There is also the problem of migration: young people leave to study at universities on the mainland and never return, immigrants come to their place, of whom there are now more than 6 thousand with a population of 56 thousand, and employment among them reaches almost 100%, and among the indigenous people - only about 40%. Therefore, the national culture, scientific and entrepreneurial potential are under threat. Small settlements are dying out, residents are moving to cities, while there is a serious shortage of housing: the queue to receive it can be five years. It is also necessary to renovate ports and build new airports: due to the warming climate and the depletion of natural resources in the usual places of their extraction, the Arctic is attracting more and more attention from the rest of the world.
Although architects were called in to solve these problems, the curator of the pavilion was a world-renowned geologist, a native of Greenland, Minik Rosing. He was assisted by the Copenhagen bureau NORD, and BIG (a new airport in the port of Nuuk), Vandkunsten (a new typology of a house, where well-insulated "boxes" are placed in a common shell - a bedroom, a kitchen, a bathroom, and free space, not heated until room temperature, used as a workshop, greenhouse, etc.), Henning Larsen's workshop (a series of cultural and social centers for the city of Ilulissat as a measure to preserve national culture and social ties).
But all these issues are very large-scale, they require human and material resources, while Greenland cannot boast of either one or the other: its income is small, and among the Greenlandic Eskimos, who make up 90% of the population, there is a high level of not only unemployment, but also suicide and consumption. alcohol.

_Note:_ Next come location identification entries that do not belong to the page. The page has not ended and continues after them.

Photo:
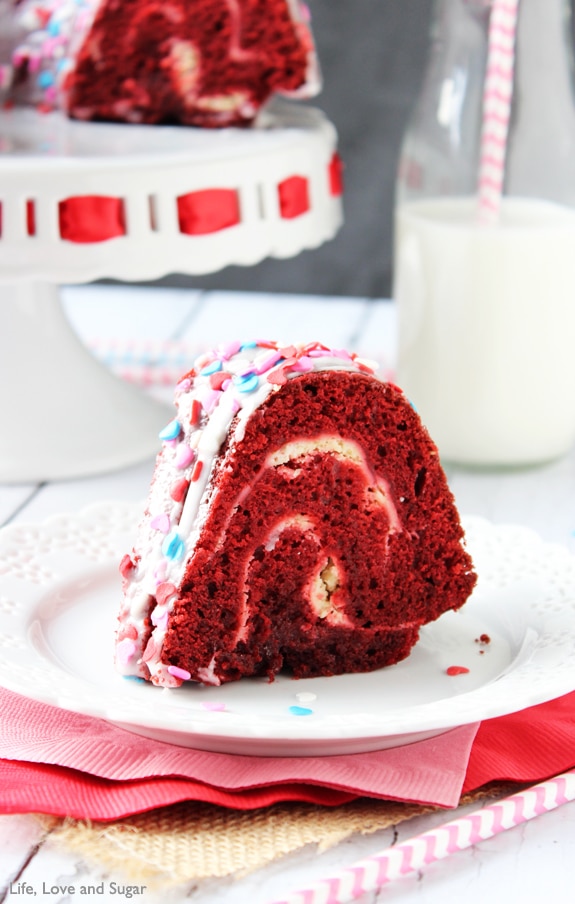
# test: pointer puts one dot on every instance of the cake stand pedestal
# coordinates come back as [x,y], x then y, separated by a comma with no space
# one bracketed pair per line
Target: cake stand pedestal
[64,413]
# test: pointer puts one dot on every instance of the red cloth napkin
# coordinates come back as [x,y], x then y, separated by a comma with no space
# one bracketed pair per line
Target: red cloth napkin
[65,763]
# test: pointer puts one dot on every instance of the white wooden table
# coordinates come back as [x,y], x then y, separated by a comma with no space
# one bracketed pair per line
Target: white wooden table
[531,863]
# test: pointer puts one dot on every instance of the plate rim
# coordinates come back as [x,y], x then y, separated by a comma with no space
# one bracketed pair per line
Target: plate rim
[205,729]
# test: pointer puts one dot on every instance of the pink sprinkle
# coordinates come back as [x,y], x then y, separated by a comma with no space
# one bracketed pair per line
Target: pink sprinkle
[161,523]
[150,650]
[125,650]
[457,670]
[184,457]
[303,365]
[197,471]
[159,617]
[129,631]
[160,571]
[211,399]
[195,412]
[179,673]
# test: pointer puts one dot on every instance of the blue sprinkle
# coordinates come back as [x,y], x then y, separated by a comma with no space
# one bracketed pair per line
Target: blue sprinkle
[247,383]
[173,546]
[212,368]
[45,79]
[300,711]
[172,431]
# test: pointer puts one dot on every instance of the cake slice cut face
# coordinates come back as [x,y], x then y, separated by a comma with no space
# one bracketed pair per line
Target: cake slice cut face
[298,519]
[206,63]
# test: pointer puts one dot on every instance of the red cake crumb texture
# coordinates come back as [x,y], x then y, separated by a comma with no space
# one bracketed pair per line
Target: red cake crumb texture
[298,519]
[207,63]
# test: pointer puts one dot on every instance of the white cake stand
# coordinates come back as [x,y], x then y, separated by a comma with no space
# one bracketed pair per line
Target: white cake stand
[63,413]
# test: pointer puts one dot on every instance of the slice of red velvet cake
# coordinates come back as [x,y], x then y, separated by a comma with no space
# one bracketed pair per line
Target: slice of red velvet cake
[208,63]
[298,518]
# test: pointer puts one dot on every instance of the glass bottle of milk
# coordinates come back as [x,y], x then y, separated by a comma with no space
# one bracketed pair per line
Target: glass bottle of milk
[487,310]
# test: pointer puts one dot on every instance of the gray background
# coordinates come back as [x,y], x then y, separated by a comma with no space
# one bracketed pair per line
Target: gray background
[372,54]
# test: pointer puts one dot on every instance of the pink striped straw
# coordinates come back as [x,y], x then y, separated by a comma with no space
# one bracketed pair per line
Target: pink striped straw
[497,98]
[372,873]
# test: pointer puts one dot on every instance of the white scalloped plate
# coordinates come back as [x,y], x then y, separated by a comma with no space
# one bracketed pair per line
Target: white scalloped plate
[60,592]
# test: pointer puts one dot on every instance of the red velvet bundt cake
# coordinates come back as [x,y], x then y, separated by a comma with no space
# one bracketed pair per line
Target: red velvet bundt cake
[298,518]
[207,63]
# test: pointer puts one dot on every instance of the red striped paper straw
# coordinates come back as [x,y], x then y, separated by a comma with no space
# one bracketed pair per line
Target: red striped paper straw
[497,98]
[373,873]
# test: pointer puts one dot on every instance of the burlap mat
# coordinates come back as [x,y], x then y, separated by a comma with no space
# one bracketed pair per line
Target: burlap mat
[193,841]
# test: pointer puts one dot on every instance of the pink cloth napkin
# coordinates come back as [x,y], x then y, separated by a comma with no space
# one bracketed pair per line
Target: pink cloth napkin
[84,761]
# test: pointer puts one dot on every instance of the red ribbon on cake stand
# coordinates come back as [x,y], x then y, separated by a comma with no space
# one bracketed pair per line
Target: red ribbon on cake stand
[84,201]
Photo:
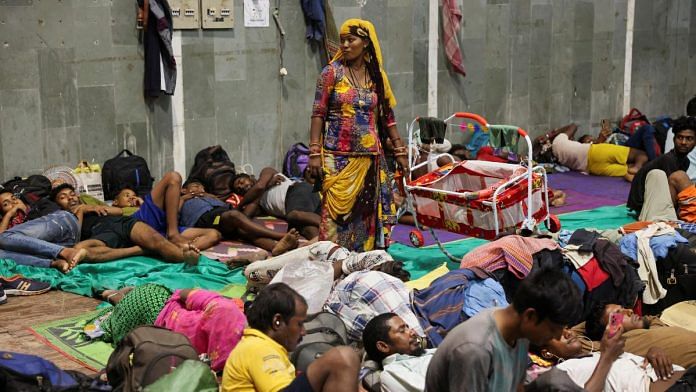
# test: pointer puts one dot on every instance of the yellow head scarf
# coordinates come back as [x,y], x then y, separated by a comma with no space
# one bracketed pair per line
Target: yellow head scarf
[369,29]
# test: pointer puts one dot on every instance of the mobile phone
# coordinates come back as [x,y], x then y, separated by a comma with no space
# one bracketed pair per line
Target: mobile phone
[615,321]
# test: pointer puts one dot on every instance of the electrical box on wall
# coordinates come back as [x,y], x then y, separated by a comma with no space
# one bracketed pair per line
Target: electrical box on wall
[217,14]
[186,14]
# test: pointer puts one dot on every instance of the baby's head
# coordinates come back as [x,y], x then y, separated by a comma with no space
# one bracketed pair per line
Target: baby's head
[585,139]
[193,185]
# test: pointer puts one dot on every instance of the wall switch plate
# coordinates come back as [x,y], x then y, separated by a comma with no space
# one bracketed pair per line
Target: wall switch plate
[186,14]
[217,14]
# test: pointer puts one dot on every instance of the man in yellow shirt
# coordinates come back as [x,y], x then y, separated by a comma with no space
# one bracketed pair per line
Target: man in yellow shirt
[260,361]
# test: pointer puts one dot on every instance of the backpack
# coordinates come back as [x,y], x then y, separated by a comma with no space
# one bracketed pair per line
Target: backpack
[126,170]
[324,331]
[213,167]
[146,354]
[27,373]
[632,121]
[30,189]
[296,160]
[662,126]
[190,376]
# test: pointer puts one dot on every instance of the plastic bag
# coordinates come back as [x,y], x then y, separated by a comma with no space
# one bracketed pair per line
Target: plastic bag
[312,279]
[89,179]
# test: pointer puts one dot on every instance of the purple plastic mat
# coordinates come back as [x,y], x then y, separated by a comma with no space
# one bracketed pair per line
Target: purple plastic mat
[583,192]
[610,188]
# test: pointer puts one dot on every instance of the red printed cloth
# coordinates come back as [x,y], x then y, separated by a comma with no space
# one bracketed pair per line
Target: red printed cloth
[451,22]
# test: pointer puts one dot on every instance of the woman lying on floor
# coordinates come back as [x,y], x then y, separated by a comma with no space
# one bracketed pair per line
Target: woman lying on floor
[213,323]
[560,366]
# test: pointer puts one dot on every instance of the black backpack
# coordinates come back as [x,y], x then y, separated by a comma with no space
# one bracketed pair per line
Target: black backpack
[662,126]
[146,354]
[324,332]
[28,373]
[30,189]
[296,160]
[126,170]
[213,167]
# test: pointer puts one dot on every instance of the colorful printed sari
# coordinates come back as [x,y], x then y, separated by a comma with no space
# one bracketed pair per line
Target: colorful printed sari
[357,204]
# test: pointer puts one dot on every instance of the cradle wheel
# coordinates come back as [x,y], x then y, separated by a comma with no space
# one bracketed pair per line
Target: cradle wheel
[553,224]
[416,238]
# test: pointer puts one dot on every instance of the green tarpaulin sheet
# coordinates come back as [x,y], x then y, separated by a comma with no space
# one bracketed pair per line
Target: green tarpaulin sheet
[85,279]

These sad statistics, given in the catalog accompanying the exhibition, underline the correctness of Olafur Eliasson, who suggested that the Greenlanders first of all get rid of the victim complex. The Icelandic artist said this in the final catalog of an interview, where he was asked - as a representative of a nation that only in 1944 gained independence from the same colonial power, Denmark - to advise Greenland on a development strategy.